Indiana Jones en el Museo Arqueológico

Indiana Jones es el arqueólogo por antonomasia, aunque no sea muy real.



El Museu de Arqueología de Barcelona amaneció con un camión de soldados nazis en la puerta y un hombre con sombrero, cazadora de cuero y látigo  en la cintura. No estaban filmando una película, estaban presentando una exposición sobre las verdades que se esconden en los films de Indiana Jones: “En busca de los tesoros perdidos. Homenaje al arqueólogo cinematográfico Indiana Jones”

La exposición, didáctica, interesante y con la medida exacta para no ser pesada, pasea por los grandes títulos de la serie, explicando lo que hay de verdad y de fantasía en cada una de las propuestas.
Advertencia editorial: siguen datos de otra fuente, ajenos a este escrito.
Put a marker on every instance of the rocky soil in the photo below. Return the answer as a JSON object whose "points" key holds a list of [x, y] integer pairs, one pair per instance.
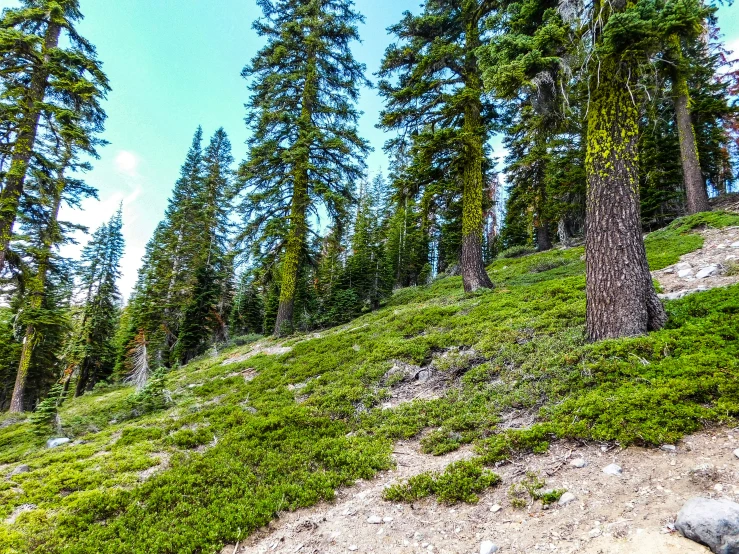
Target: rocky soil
{"points": [[714, 265], [631, 512]]}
La voz simpática y documentada de la inauguración corrió a cargo de Rubén Molins, el coleccionista propietario de las piezas, director de Rubens Productions y alma mater de todo el evento, al que acompañaba Josep Manuel Rueda, director del Museu y promotor de actividades sorprendentes que quieren acercarlo a un público más heterogéneo.


Molins relataba el origen de la serie, las conversaciones entre George Lucas y Steven Spielberg en 1977, cuando ambos descansaban en Hawai de sus respectivos estrenos. Les apetecía hacer algo juntos, y uno propuso que fuera un millonario al estilo James Bond que buscara tesoros. Al otro le apetecía algo más aventurero e informal, y fueron perfilando el personaje del arqueólogo Jones, con cazadora de cuero y sombrero fedora, al que le pusieron el nombre del perro de Lucas, Indiana.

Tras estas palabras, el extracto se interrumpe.